We do not find the circumstances in LaBove, Sylvest and Moreau to be analogous to those presented in this case which are in essence purely subrogation rights acquired by the insurer.from payment of sums owed under the policy which are not at all contingent on or affected by the tort liability of a third party. We therefore find the application of the Gallien and Dupre decisions was appropriate.

We further find, as did the trial judge, that no facts have been alleged by plaintiff which show its rights of subrogation have been prejudiced at this time.

In the settlement agreement between defendant and General Motors, all claims of plaintiff against General Motors were expressly reserved. Defendant could not have settled those claims which had previously vested in plaintiff by virtue of its subro-gation rights.

Therefore, plaintiff has the same right to pursue the judicial enforcement of these claims against General Motors after the compromise of defendant’s personal claim as it had prior thereto.

We concede some of the provisions of the settlement agreement with General Motors are unusual.

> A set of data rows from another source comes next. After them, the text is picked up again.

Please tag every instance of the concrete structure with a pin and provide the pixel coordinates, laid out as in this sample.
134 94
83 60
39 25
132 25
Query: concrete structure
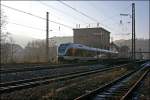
94 37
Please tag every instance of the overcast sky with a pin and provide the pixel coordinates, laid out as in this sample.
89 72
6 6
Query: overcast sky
107 13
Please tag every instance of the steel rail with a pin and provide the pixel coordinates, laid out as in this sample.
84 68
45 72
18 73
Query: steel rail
24 85
13 70
129 92
86 96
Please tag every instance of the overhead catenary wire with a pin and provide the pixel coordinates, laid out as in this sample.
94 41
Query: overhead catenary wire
58 10
89 17
21 11
27 26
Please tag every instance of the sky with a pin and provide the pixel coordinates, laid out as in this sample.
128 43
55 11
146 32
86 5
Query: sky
107 13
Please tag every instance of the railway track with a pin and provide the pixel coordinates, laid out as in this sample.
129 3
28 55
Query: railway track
119 89
29 83
39 67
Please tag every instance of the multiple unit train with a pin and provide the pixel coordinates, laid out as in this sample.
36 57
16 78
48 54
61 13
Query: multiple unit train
71 51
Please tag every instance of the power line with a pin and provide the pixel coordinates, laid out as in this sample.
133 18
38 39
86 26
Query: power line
26 26
91 18
35 28
60 11
78 11
21 11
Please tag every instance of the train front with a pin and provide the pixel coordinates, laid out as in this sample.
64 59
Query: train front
62 51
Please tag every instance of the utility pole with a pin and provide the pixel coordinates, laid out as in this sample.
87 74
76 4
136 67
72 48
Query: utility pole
47 36
133 31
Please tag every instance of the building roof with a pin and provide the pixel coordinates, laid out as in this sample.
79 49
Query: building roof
100 28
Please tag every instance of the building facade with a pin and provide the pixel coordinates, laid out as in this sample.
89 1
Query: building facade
94 37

Particularly the indemnities assumed by defendant in the - agreement. These at first glance might appear to place defendant in an adverse position with his insurer’s interest. This, however, would appear to be more probable in con*423nection with an attempt to recover uninsured motorist payments which are not before us on this appeal. As found by the trial judge it is speculative to assume at this point that defendant will not comply with his obligations to assist and cooperate with his insurer on trial of the claims advanced by plaintiff in its action against General Motors. Until such time that plaintiff has shown its claims against the third party have been prevented or impaired by a defense interposed which is related to defendant’s execution of the compromise agreement, it has no cause against defendant.

For the foregoing reasons the judgment appealed from is affirmed at appellant’s costs.